PostPosted: March 01 2010  Reply with quote

This is a provocative paper, that questions the motivation behind most of research in cosmology over the past decade, which has focused on dark energy.
In fact it argues that there is no mystery behind having a cosmological constant as small as observations indicate.

It starts by recounting “Einstein’s biggest blunder” which, contrary to popular belief, was not introduction of Λ, but rather overlooking the instability of Einstein’s static universe. It then points out Λ is a natural part of Einstein’s gravity, and is not to be afraid of!

The paper then goes on to the “coincidence problem”, i.e. why dark energy and matter densities are so close. They point out that the statement of the problem is vague, and eventually use the anthropic argument to dismiss it.

The most questionable part of the paper, however, is to dismiss the old cosmological constant problem. While they recount the argument for why QFT vacuum energy is 55 orders of magnitude bigger than observed Λ, they dismiss it as a problem of QFT, and unrelated to dark energy problem: “It is just one of the numerous open problems in high-energy physics.”
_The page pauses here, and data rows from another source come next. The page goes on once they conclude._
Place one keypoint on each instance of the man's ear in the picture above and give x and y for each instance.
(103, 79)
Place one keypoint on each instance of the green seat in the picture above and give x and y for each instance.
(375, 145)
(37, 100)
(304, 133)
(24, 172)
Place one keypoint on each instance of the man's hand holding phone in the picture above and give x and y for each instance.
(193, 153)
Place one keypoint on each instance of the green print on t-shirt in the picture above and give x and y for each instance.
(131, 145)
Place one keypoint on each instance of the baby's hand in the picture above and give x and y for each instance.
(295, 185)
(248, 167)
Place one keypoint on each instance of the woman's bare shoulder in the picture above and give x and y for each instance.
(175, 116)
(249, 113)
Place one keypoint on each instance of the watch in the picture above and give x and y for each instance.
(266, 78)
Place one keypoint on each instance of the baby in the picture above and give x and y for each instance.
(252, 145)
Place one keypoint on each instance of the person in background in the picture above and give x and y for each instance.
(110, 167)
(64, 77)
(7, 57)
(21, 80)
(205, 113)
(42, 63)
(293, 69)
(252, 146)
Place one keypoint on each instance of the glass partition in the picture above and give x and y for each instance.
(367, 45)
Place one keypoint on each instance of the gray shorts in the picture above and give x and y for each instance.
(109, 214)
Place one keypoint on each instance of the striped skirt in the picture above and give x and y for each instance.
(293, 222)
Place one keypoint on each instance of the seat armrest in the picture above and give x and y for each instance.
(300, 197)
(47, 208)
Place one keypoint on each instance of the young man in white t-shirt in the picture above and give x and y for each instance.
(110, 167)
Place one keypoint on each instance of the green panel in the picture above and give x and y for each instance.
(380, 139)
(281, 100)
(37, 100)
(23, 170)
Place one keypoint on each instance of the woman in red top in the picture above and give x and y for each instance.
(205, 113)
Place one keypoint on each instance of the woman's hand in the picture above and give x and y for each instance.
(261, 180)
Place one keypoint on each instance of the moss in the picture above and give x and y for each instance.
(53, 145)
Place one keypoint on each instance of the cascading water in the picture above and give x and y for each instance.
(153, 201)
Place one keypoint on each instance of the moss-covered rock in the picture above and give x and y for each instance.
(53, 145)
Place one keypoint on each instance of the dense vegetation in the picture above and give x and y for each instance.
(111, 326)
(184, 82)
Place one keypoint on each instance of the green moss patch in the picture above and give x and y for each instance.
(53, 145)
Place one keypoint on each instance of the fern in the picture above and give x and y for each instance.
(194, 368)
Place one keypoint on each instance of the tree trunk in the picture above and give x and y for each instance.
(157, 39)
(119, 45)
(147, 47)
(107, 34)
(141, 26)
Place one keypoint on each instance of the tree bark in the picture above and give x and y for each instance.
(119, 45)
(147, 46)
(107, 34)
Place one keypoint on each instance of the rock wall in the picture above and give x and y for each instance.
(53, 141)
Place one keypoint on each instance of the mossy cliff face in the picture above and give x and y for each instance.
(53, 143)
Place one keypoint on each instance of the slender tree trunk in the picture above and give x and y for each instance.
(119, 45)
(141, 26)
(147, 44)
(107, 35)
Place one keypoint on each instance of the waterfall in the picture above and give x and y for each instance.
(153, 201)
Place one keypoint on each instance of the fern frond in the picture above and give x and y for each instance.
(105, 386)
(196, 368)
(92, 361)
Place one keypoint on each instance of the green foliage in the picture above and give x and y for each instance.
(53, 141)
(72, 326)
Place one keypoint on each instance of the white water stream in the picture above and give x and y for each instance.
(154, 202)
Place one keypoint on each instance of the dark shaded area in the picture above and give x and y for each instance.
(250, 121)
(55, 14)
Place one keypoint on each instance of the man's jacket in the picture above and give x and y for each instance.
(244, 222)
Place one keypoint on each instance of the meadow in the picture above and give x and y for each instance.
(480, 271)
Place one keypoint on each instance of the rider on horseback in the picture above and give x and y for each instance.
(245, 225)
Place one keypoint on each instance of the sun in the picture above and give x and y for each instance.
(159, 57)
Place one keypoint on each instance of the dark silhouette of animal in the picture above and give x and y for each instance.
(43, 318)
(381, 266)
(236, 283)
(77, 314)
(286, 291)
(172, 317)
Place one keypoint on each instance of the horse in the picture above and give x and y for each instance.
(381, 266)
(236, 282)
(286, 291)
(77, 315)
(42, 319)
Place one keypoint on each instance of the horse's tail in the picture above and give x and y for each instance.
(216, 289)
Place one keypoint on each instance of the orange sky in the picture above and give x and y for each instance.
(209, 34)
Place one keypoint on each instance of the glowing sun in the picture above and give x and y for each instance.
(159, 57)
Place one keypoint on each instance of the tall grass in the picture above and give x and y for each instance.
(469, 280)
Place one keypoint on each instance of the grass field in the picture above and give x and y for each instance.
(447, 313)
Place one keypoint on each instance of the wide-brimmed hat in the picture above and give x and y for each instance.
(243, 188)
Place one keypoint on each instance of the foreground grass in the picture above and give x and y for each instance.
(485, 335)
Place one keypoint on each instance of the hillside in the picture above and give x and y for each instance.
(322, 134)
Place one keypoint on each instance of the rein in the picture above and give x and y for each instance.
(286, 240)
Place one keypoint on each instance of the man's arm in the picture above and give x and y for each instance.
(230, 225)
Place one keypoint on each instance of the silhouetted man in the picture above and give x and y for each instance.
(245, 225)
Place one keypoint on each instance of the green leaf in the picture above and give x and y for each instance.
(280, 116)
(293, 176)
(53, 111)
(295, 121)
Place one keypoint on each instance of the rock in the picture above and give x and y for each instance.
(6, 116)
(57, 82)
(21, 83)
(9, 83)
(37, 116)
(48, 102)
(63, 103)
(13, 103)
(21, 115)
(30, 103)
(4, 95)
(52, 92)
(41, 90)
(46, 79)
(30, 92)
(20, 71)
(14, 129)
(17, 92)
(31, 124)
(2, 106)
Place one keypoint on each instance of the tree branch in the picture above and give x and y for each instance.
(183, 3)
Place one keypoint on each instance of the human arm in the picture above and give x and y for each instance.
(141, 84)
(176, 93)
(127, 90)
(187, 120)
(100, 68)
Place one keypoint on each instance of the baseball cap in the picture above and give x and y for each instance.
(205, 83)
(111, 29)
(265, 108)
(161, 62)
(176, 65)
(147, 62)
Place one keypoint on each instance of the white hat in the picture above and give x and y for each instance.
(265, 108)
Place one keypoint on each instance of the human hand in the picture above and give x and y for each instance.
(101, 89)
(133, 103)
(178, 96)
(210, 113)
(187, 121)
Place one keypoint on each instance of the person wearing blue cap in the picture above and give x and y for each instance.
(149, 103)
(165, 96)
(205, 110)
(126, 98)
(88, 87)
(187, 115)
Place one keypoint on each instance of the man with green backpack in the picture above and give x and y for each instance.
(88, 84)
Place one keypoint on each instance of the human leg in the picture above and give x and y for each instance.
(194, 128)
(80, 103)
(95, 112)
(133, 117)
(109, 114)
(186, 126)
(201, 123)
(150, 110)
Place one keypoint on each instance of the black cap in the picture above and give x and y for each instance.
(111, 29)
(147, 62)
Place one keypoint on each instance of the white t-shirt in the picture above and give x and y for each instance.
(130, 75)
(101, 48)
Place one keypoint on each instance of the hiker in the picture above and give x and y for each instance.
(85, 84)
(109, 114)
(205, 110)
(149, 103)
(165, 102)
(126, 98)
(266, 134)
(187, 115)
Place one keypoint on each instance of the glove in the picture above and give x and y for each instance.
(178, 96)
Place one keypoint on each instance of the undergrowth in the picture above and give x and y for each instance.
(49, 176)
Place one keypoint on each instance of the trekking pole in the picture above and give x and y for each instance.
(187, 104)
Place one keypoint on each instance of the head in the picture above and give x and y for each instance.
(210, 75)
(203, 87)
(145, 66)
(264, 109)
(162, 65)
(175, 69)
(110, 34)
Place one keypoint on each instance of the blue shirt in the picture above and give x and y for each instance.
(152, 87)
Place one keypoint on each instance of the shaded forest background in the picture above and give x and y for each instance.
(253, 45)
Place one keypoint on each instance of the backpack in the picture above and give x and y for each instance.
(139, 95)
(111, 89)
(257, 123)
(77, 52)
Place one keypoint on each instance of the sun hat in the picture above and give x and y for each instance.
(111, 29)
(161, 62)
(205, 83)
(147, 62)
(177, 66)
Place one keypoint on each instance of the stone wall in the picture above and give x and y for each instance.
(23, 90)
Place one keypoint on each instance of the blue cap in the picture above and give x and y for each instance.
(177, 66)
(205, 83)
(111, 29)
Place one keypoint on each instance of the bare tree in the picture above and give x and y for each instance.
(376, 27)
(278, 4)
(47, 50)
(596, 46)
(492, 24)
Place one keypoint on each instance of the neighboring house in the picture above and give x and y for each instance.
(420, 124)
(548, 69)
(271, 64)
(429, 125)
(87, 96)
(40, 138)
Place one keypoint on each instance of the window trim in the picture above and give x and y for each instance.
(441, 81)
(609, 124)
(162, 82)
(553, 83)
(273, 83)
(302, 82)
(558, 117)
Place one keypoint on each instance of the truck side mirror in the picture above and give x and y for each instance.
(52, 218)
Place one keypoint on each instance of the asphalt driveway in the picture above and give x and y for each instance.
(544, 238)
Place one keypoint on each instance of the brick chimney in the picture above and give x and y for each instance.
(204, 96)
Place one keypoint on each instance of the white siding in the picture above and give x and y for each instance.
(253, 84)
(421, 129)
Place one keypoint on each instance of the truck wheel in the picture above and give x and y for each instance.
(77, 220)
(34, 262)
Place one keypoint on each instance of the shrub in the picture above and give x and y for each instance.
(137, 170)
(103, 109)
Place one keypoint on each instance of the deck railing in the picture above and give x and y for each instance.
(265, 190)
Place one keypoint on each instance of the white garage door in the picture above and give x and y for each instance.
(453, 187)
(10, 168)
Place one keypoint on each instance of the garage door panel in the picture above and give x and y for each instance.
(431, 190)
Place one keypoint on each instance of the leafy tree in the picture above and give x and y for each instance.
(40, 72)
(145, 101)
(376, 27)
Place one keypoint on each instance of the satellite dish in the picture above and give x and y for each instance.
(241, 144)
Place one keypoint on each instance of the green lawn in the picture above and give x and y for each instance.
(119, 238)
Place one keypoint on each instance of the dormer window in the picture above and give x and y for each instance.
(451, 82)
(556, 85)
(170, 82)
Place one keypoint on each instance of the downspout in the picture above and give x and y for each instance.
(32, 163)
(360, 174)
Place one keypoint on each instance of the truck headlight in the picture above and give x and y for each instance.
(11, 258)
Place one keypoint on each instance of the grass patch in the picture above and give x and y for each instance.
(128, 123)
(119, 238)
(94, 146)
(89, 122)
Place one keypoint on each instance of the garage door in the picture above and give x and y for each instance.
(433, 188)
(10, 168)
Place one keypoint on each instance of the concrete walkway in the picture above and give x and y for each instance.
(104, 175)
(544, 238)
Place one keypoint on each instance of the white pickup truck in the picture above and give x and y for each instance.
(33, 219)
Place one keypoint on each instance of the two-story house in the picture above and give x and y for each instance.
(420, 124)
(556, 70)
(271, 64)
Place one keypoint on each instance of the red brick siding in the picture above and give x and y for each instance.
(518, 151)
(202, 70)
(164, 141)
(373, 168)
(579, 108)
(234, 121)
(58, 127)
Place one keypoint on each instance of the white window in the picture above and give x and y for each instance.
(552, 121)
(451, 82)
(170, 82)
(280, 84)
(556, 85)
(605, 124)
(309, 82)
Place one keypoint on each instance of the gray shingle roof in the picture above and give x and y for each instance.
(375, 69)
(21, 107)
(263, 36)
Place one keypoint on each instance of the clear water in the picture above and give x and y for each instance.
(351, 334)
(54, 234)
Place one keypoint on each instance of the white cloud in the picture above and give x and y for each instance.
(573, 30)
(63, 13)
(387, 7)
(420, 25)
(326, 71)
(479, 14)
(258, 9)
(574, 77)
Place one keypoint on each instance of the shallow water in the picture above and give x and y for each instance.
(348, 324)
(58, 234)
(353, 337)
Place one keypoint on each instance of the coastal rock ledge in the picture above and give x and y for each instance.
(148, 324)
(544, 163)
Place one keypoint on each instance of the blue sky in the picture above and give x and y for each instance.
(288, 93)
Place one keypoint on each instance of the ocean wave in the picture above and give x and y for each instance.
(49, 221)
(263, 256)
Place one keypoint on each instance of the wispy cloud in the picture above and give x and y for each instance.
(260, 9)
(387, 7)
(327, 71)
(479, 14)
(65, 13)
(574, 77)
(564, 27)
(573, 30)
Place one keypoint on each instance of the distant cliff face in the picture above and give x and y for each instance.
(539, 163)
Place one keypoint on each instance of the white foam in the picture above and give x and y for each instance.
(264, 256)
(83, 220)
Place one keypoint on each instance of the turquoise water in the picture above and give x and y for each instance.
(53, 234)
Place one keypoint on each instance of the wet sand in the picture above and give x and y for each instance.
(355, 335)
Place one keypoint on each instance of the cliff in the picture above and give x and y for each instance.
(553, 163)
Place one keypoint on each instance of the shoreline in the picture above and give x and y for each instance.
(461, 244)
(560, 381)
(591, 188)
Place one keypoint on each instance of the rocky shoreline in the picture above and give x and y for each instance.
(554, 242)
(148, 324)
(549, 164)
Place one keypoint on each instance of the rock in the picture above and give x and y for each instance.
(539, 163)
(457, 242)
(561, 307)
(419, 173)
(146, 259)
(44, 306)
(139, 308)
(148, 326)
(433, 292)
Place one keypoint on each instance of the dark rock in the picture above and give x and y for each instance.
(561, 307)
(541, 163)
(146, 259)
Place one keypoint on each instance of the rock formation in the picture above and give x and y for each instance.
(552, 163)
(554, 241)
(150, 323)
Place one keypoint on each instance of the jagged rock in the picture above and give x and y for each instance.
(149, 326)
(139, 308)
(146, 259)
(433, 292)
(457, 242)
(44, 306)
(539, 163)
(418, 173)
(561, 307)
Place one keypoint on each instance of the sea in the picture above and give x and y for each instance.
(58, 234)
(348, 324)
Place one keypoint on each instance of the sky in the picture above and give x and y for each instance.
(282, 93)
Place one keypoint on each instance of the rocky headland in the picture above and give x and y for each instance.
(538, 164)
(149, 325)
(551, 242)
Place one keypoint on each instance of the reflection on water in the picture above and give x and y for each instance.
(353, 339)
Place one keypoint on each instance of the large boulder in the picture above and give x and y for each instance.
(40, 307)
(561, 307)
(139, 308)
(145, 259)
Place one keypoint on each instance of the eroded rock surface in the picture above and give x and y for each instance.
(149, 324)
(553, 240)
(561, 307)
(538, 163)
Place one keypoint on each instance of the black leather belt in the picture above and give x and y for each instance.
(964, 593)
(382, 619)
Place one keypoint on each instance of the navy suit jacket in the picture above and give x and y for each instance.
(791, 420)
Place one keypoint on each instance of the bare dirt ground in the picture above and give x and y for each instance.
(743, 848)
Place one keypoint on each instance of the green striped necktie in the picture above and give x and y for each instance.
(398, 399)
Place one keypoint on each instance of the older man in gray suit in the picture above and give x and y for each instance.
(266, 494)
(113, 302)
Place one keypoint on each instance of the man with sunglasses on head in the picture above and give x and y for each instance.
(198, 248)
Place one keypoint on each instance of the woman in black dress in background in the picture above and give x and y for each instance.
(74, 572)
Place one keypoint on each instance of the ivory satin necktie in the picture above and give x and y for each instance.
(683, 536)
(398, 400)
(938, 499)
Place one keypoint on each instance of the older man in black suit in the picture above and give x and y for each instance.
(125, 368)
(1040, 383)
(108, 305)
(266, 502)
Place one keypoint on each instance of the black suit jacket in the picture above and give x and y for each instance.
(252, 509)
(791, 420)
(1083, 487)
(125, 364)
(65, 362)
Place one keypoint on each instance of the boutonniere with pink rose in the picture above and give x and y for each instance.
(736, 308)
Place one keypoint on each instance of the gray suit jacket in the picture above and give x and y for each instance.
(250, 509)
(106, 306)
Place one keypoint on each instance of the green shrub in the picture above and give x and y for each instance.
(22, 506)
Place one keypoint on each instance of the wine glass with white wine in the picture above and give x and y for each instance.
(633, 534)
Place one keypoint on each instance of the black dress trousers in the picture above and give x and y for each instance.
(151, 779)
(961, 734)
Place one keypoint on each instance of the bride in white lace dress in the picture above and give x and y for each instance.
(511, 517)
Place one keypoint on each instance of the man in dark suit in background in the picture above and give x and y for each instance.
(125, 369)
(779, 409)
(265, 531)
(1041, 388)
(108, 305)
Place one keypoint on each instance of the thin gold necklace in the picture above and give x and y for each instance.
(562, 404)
Now, there are several reasons to take issue with this conclusion. Here is one:

All the physical theories that we know of are non-linear. Therefore, high energy problems can and do directly affect low energy phenomena. In fact, particle cosmology is a vibrant field that emerged over the past thirty years, and include high energy effects such as BBN, inflation, baryogenesis, etc. that affect cosmology and low energy physics. The fact that we can now measure Λ doesn’t dismiss the embarrassing predictions of high energy models for dark energy.

The paper says:
Quote:
“To trust flat-space QFT telling us something about the origin or the nature of a term in Einstein equations which implies that spacetime cannot be flat, is a delicate and possibly misleading step.”


Neglecting the fact that this also rules out almost any application of GR. For example, all the CMB anisotropy calculations would be wrong because they use Thomson cross-sections derived from flat-space QFT.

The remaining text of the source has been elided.